It's funny, because I've used a lot of ghost lights to just create that ambient light so my renders look bright enough on Android. But they're really buggy and obsolete at this point, and they seem to bump up the render times by like an hour. I said 'fuck it' and deleted all the ghost lights and all of the sudden the ceiling lights in the environment showed their actual luminosity, which looked like stepping into the light when you die. Those lights didn't even appear to be on because the presence of ghost lights makes that light invisible in the viewport. Once I dialed it back, I had the same effect and I cut an hour off my render time. So far I've learned how much ghost lights hurt more than they help with Daz. Anyhow, now I'm trying out your suggestion.

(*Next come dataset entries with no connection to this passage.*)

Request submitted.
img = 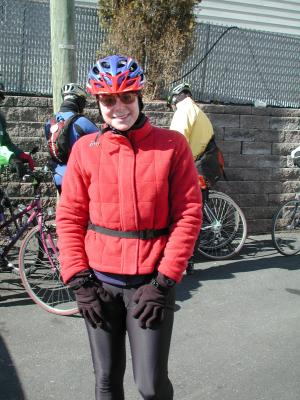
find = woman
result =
[57,55,202,400]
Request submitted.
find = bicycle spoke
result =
[20,223,77,315]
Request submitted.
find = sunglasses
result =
[98,92,138,107]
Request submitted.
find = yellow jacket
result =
[170,97,214,159]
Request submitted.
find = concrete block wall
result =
[0,96,300,234]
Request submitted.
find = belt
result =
[88,222,169,240]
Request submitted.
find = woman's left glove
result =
[18,152,35,171]
[132,273,175,328]
[68,270,112,328]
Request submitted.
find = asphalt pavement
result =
[0,235,300,400]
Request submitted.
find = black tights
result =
[86,283,175,400]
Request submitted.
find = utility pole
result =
[50,0,77,112]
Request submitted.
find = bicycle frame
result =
[0,197,42,257]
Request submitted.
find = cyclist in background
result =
[0,81,34,171]
[167,82,214,274]
[45,83,99,194]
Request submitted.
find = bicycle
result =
[271,146,300,256]
[196,176,247,260]
[0,159,77,315]
[0,152,37,274]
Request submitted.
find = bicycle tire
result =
[19,221,78,315]
[272,199,300,256]
[197,192,247,260]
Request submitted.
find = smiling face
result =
[98,93,140,131]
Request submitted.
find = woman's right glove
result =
[68,270,112,328]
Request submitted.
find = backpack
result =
[0,146,14,166]
[47,114,82,164]
[195,138,226,188]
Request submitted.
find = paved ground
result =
[0,236,300,400]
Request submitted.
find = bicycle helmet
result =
[61,83,87,100]
[167,82,192,106]
[87,55,145,95]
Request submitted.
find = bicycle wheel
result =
[272,200,300,256]
[19,221,78,315]
[197,192,247,260]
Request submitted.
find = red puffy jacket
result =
[56,120,202,282]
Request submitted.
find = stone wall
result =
[1,96,300,233]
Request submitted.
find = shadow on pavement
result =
[176,235,300,304]
[0,335,26,400]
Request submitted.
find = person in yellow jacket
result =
[168,83,214,160]
[167,82,214,274]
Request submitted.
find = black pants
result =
[86,283,175,400]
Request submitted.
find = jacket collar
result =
[102,117,152,143]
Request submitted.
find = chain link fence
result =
[0,0,300,108]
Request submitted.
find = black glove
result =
[132,273,175,328]
[68,270,112,328]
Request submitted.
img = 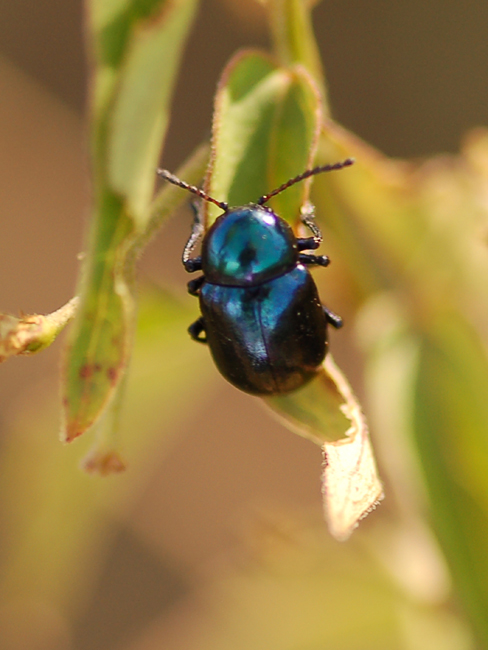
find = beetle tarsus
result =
[188,316,207,343]
[183,255,202,273]
[297,237,320,251]
[322,305,344,330]
[186,275,205,296]
[298,253,330,266]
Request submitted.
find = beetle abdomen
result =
[200,265,327,395]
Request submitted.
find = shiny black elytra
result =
[158,159,353,395]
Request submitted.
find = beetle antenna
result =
[157,169,229,212]
[256,158,354,205]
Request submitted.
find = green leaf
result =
[107,0,196,224]
[63,0,201,441]
[207,52,321,223]
[0,298,79,363]
[0,290,212,620]
[207,52,382,539]
[413,312,488,647]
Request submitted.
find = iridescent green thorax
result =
[202,204,298,287]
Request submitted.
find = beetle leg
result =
[181,197,205,273]
[297,237,320,251]
[186,275,205,296]
[298,253,330,266]
[188,316,207,343]
[322,305,343,330]
[298,201,323,250]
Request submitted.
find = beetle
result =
[157,159,354,396]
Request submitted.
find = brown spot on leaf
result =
[81,451,126,476]
[79,363,93,379]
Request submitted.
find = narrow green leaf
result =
[266,0,325,102]
[207,52,321,222]
[62,0,198,441]
[0,298,79,363]
[107,0,196,223]
[413,312,488,647]
[207,52,382,539]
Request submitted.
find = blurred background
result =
[0,0,488,650]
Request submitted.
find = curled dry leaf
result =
[322,355,383,541]
[0,297,79,362]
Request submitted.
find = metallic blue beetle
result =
[158,159,353,395]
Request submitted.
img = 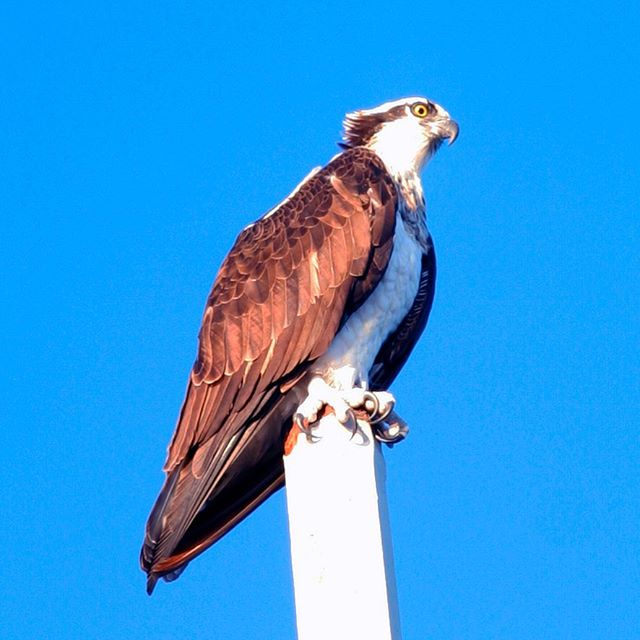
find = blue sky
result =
[0,1,640,640]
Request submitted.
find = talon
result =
[344,409,358,440]
[293,413,320,443]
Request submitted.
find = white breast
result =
[314,214,422,389]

I'll send another when I get it right.
yeah, the material lights always had problems, but daz really broke them for good in 4.16 or 4.18 version or around that time. and the problems get MUCH worse if you have any transparencies in the scene which give just unpredictable behaviour which can't be fixed. like if you had decals with transparency, like a wound projected on the skin, the transparency just flat out stopped being transparent and you got the square edges of the wound opacity map 100% visible regadless of opacity slider. but when you switch material lights off, boom, transparency works again.
also any lights with render-emitter set to 'off' will be visible behind any transparent materials, but I don't think that's just with material lights.

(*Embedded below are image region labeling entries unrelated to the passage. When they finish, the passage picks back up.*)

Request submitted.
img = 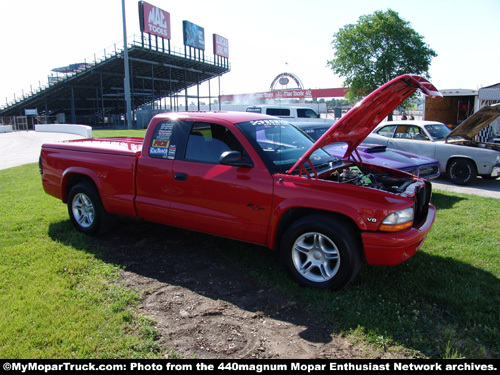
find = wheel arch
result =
[61,168,106,208]
[446,155,478,174]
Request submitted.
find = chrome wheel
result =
[292,232,340,282]
[71,193,95,229]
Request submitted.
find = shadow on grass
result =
[49,218,332,343]
[49,214,500,358]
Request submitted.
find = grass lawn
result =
[0,131,500,358]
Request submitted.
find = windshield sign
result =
[237,119,337,171]
[425,124,451,141]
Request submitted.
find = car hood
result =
[445,103,500,142]
[288,74,442,177]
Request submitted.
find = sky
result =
[0,0,500,106]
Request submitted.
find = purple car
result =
[294,123,440,180]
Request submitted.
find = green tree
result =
[328,9,437,103]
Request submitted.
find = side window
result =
[394,125,411,139]
[408,126,429,141]
[377,125,396,138]
[185,122,245,164]
[149,121,176,159]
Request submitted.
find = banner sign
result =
[214,34,229,59]
[139,1,171,40]
[220,88,347,102]
[182,21,205,51]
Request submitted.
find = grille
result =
[414,181,432,226]
[419,166,438,178]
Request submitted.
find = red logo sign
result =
[141,3,171,39]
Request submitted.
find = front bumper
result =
[361,204,436,266]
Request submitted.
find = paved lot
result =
[0,131,83,169]
[0,131,500,199]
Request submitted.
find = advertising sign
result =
[214,34,229,59]
[139,2,171,39]
[182,21,205,51]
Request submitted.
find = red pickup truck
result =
[40,75,439,289]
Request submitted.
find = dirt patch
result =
[94,221,404,359]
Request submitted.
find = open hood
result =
[288,74,442,177]
[445,103,500,142]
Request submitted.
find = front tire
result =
[68,182,107,236]
[280,215,362,290]
[448,159,477,185]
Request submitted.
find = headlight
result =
[378,207,413,232]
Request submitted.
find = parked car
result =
[294,122,440,180]
[363,104,500,185]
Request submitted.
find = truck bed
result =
[44,137,144,157]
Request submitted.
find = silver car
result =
[363,104,500,185]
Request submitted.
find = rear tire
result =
[280,215,362,290]
[68,182,109,236]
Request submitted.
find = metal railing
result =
[0,34,229,110]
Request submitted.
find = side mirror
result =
[219,151,253,168]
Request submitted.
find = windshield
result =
[425,124,451,141]
[236,119,337,172]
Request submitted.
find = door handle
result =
[174,172,188,181]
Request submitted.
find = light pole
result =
[122,0,134,129]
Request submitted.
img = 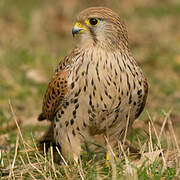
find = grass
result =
[0,0,180,180]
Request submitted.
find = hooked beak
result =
[72,22,86,37]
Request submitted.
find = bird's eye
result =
[89,18,99,26]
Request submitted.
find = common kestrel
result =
[39,7,148,160]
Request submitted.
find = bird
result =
[38,7,148,161]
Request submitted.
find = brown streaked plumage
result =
[39,7,148,160]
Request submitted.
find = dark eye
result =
[89,18,98,26]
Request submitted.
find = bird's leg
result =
[37,122,61,164]
[37,123,54,152]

for a while I tried to work around it all, but in the end I just removed all material lights and replaced them with spherical spotlights or rectangle ones, depending on case. like for light shining in from windows I have a window-size rectangle spotlight right in front of the glass (inside the room), where as before I used to have a similar square plane with material emission turned on in the surface tab. and like you said, the spotlights are even much faster to render now so it's another reason to avoid material lights.
I still have SOME material lights left, but only where they're not supposed to illuminate other surfaces, ie. they're set so dim that they look glowing but it's not enough to light up anything that's not super close.
another thing I've noticed is that dark/night renders are now SUPER fast with spotlights, where as material lights make all low-light scenes take forever.
(I should probably mention I have a 3090rtx, so on a non-rtx gpu what's fast or slow might work differently.)
oh, if you have problems with some individual surface looking blindingly bright, the hacky workarounds I've used are 1) changing the diffuse color of the surface to darker (which can make colors dirtier so has limited use), and 2) adding some translucency to the surface even if it's not IRL supposed to have subsurface scattering, but a little translucency seems to have a tendency of 'sucking in' some of the excess light. you just have to be careful it doesn't begin to look waxy, so also of limited use. often the most 'natural darkening' is acieved by adding a little bit of both.
also make sure your specular, dual lobe specular, glossy layered weight, top coat weight etc are low or zero if you're having brightness problems. I don't think these are modelled correctly on any shaders I've seen and sometimes they just clearly work wrong and your surface is blinding bright no matter what you do.
also check that the shader is set to specular/glossy and not metallic, as often you can't disable brightness from metallic shaders even if you turn everything to zero. they're simply not meant to work without specularity, so if surface is blindingly bright it can't be turned off.
these hacks also become useful as often making skin look right requires LOT of light (precisely because subsurface scattering sucks more light), which makes all other surfaces blindingly bright. if the skin gets too little light, it usually looks lifeless and sick. this is yet another error in how daz treats lights which we just have to live with.